Motion made, and Question proposed, "That the Debate be now adjourned."—(Mr. W. E. Forster.)


said, he would like to ask the hon. Gentleman one question. He gathered from his speech that the Government thought they would be able to provide for the Chiefs referred to in safety and comfort. He asked, when were those Chiefs to be provided for, and what was to be done with the lands on which they had hitherto lived?

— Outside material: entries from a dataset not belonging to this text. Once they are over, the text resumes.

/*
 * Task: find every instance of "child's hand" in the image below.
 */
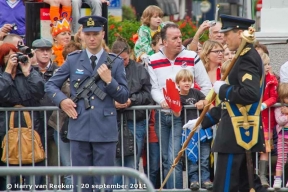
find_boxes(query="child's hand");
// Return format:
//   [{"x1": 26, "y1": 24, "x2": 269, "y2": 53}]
[
  {"x1": 101, "y1": 0, "x2": 110, "y2": 5},
  {"x1": 281, "y1": 106, "x2": 288, "y2": 114},
  {"x1": 195, "y1": 100, "x2": 205, "y2": 110}
]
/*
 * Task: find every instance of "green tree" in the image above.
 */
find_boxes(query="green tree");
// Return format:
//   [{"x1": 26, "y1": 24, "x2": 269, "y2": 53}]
[{"x1": 122, "y1": 5, "x2": 136, "y2": 21}]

said, he did not think he should be acting in conformity with the recently established Rules of the House, if he were to renew the debate on the Motion for adjournment now before the House. But the debate was likely to be adjourned, and there would be a further and more convenient opportunity of replying to the question of the right hon. Baronet when the debate was resumed. Explanations, he believed, had been given "elsewhere" on the subject. With regard to the adjournment, he wished to observe that the debate had been distinguished by its practical character, and the subject of it was altogether one of serious importance. That being so, he should be very sorry, as the debate could not be brought to a conclusion that evening, that it should drop. The House was aware of the difficulty in which it was placed with regard to Public Business, and the proposal he had to make was that there should be a Morning Sitting on Friday for the continuance of the debate, on which day, in view of the progress already made, he had no doubt that it would be practicable to bring it to a conclusion.


said, he should renew his question after the conclusion of the debate.

Question put, and agreed to.

Debate adjourned till Friday, at Two of the clock.